My echoing Song: then Worms shall try

That long preserv’d Virginity:

And your quaint Honour turn to dust;

And into ashes all my Lust.

The Grave’s a fine and private place,

But none I think do there embrace.

Now therefore, while the youthful hew

Sits on thy skin like morning dew,

And while thy willing Soul transpires

At every pore with instant Fires,

Now let us sport us while we may;

And now, like am’rous birds of prey,

Rather at once our Time devour,

Than languish in his slow-chapt pow’r.

Let us roll all our Strength, and all

Our sweetness, up into one Ball.

And tear our Pleasures with rough strife,

Thorough the Iron gates of Life.

Thus, though we cannot make our Sun

Stand still, yet we will make him run.

Andrew Marvell, from Miscellaneous Poems (1681)

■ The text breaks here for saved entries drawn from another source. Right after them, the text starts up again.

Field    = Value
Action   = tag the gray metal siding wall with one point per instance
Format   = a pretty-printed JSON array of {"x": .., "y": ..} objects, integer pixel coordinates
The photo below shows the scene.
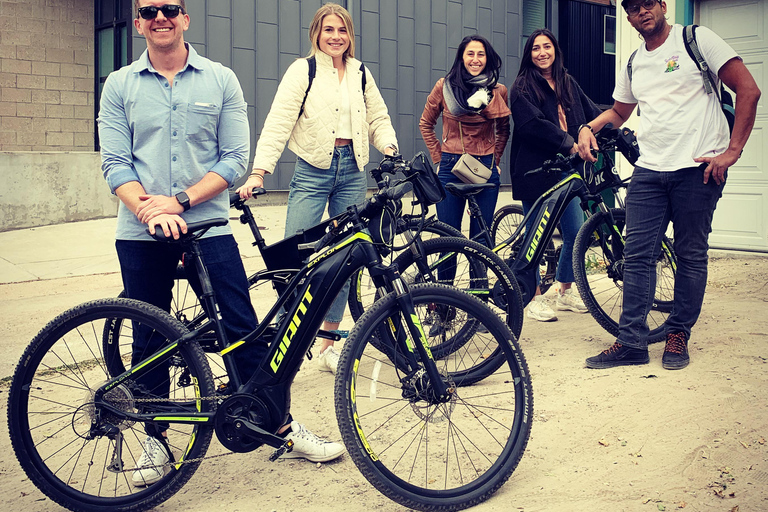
[{"x": 407, "y": 44}]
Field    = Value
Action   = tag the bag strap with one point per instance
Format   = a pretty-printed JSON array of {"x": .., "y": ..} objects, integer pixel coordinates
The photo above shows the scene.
[
  {"x": 461, "y": 136},
  {"x": 312, "y": 71},
  {"x": 629, "y": 73},
  {"x": 629, "y": 66},
  {"x": 692, "y": 47}
]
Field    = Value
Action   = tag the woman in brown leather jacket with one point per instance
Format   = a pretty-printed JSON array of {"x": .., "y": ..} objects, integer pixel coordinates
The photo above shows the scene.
[{"x": 469, "y": 94}]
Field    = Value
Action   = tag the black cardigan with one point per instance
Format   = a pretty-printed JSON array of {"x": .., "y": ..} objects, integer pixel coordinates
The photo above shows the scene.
[{"x": 537, "y": 135}]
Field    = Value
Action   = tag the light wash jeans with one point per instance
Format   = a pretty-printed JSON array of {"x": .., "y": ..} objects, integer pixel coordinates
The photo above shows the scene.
[
  {"x": 340, "y": 186},
  {"x": 451, "y": 209},
  {"x": 653, "y": 200}
]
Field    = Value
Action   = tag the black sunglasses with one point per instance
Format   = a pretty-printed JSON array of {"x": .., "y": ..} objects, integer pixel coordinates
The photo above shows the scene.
[
  {"x": 169, "y": 11},
  {"x": 634, "y": 9}
]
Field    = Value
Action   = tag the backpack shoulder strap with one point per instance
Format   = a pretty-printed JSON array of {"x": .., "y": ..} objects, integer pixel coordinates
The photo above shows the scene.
[
  {"x": 629, "y": 65},
  {"x": 629, "y": 73},
  {"x": 311, "y": 73},
  {"x": 692, "y": 47}
]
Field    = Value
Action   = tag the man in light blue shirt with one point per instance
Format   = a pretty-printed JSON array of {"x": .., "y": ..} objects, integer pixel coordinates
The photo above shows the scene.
[{"x": 174, "y": 136}]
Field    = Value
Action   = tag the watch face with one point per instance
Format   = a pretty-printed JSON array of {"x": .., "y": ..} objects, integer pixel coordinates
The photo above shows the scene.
[{"x": 183, "y": 200}]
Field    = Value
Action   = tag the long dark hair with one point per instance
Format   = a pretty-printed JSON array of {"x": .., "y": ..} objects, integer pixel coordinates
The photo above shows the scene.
[
  {"x": 458, "y": 75},
  {"x": 527, "y": 77}
]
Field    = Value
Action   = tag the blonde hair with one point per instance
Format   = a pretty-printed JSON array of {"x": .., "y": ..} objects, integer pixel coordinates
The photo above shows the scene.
[{"x": 317, "y": 25}]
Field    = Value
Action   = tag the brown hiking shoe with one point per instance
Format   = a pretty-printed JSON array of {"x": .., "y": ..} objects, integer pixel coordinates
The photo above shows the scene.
[
  {"x": 676, "y": 352},
  {"x": 618, "y": 355}
]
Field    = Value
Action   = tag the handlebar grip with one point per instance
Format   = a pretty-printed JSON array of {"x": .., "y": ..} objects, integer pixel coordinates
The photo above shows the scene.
[{"x": 399, "y": 190}]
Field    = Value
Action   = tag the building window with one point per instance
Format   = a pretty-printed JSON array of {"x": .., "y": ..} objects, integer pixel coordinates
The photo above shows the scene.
[
  {"x": 609, "y": 34},
  {"x": 534, "y": 17},
  {"x": 113, "y": 24}
]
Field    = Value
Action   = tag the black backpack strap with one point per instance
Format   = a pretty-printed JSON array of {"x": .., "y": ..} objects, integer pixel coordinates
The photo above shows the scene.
[
  {"x": 312, "y": 71},
  {"x": 629, "y": 66},
  {"x": 629, "y": 73},
  {"x": 692, "y": 47}
]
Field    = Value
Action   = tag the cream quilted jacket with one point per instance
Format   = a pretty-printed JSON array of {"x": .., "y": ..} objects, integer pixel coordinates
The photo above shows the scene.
[{"x": 312, "y": 135}]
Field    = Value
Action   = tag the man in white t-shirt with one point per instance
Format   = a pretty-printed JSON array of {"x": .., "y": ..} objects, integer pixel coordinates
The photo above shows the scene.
[{"x": 685, "y": 152}]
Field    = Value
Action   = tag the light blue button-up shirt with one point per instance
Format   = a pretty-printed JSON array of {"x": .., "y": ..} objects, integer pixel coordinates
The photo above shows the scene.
[{"x": 168, "y": 137}]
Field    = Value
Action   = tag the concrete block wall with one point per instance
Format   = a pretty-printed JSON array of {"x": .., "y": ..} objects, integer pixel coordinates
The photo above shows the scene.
[
  {"x": 46, "y": 75},
  {"x": 48, "y": 187}
]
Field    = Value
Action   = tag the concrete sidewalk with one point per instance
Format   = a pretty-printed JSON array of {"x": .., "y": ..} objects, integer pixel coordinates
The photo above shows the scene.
[{"x": 88, "y": 248}]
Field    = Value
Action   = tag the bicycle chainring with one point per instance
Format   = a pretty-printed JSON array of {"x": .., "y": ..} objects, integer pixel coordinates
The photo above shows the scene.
[{"x": 241, "y": 407}]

This poem is a variation on the theme of the instruction to enjoy life while young in the wish that time would slow down. But it comes with a twist. Here the speaker directs his words not to a general reader but to a particular, if fictional, addressee — his “coy mistress”. It’s like an overhead conversation, or rather an extended monologue as the speaker attempts to get his “mistress” into bed, and none too subtlely.

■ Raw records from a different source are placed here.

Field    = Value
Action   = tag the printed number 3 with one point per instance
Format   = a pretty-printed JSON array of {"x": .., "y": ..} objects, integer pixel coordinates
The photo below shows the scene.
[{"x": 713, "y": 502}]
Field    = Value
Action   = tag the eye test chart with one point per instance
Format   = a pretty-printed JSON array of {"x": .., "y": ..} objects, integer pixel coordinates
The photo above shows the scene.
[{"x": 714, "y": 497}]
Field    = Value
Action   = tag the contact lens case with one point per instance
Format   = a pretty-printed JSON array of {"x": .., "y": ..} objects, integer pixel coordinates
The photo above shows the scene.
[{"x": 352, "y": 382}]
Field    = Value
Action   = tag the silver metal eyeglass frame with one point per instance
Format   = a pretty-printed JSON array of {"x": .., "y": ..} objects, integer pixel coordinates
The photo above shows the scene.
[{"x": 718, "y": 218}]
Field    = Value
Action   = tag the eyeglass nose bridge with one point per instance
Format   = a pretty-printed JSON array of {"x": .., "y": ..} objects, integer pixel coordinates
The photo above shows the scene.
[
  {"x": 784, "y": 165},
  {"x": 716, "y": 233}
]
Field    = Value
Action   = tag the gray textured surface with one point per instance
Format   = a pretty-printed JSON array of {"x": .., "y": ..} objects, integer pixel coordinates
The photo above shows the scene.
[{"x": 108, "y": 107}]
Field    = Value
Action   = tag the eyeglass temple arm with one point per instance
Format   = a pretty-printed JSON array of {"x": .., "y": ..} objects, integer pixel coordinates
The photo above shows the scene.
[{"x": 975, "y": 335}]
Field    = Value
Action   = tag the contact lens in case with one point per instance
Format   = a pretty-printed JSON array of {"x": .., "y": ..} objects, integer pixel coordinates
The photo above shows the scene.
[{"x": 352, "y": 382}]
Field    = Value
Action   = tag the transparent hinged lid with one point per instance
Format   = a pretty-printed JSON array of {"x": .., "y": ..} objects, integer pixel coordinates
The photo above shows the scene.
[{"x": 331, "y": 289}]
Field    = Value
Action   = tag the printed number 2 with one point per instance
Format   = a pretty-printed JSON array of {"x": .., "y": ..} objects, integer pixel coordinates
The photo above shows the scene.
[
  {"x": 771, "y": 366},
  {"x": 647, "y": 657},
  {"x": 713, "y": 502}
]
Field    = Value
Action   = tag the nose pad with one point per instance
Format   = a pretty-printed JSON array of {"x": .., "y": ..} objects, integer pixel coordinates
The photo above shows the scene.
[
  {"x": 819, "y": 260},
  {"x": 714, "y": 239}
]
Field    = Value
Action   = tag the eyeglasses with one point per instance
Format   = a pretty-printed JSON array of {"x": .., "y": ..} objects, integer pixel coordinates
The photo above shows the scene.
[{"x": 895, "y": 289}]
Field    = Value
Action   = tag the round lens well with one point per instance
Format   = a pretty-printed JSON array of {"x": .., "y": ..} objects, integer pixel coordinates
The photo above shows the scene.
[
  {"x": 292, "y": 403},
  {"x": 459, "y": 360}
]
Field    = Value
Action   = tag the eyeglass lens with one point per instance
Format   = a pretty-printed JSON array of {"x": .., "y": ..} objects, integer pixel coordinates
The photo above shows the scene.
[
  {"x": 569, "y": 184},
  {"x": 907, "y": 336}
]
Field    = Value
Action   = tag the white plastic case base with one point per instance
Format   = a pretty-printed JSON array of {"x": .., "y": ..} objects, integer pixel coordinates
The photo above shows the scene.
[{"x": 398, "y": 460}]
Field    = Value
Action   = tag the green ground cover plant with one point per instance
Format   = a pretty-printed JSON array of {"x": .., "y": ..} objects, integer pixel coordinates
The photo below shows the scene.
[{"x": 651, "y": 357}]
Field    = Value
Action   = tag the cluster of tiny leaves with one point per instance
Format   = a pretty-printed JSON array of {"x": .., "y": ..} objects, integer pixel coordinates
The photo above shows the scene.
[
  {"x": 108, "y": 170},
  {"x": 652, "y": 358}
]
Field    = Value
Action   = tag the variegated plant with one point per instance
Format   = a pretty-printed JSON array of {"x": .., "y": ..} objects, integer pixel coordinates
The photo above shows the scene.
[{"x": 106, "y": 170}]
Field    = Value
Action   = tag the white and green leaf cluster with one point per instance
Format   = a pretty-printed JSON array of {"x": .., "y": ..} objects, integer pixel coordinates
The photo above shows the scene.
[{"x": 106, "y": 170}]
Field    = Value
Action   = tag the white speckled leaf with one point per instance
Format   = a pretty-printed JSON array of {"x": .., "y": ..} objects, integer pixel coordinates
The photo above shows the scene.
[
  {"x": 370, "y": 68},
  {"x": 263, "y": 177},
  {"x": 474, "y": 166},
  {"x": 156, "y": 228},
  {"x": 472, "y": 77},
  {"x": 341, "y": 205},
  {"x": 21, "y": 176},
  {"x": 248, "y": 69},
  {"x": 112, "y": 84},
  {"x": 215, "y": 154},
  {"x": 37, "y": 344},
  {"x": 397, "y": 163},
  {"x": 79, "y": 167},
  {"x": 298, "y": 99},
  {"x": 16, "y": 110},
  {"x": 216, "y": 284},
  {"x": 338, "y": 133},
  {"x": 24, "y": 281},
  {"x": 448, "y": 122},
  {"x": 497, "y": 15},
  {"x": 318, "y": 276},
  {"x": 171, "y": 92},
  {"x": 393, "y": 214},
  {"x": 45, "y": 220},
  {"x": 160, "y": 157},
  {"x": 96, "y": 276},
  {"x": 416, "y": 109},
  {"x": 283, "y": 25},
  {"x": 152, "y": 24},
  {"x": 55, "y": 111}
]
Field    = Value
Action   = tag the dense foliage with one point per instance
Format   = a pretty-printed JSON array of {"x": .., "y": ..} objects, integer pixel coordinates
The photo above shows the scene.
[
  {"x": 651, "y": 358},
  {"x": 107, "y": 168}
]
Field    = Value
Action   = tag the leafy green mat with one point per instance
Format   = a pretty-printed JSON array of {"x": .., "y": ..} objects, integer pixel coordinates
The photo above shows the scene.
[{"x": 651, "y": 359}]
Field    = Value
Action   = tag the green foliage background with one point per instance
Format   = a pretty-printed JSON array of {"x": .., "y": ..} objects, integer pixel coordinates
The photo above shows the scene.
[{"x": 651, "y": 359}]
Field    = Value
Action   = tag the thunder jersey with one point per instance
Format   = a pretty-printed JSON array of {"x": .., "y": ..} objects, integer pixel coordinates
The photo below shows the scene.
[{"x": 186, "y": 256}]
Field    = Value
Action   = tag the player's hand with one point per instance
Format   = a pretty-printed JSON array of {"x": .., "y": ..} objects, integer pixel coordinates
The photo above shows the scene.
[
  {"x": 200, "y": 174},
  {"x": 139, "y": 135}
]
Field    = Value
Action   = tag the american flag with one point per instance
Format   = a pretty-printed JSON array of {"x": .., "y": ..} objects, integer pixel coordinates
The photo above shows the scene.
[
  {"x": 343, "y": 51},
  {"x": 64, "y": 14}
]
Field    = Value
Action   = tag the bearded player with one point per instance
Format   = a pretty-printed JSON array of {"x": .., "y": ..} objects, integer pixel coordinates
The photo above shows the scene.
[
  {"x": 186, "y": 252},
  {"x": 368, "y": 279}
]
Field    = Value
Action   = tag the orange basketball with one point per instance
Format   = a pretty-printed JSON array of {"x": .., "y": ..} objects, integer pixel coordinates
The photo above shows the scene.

The speaker expresses a willingness to wait. It is purely hypothetical because his invocation of the grave seeks to highlight the futility of waiting. He is not being very pleasant — the image of being raped by worms is particularly nasty, while “quaint” is a vulgar pun — it was used until 1600 to refer to the female genitals.

And the poem gags its addressee. The “mistress” is given no opportunity to speak, whether to voice her objections to her suitor or to voice dissent from the scene he constructs. The male voice is allowed to present a scene in which, so he says, his addressee wants to fuck him, but just not yet. Even the word “coy” carries with it the suggestion that shyness might be displayed rather than genuine.

In the final section, the poem’s addressee has no choice but to be subsumed into the plural subject “we”. The poem accomplishes verbally what can otherwise only be assumed: the two distinct subjects are brought together, presented as if their actions, desires, wishes are the same. The “mistress” has been reduced to being a silent object of the speaker’s desire.

However, the subject of the poem, the “coy mistress” has, after all, refused to do just that. And good for her!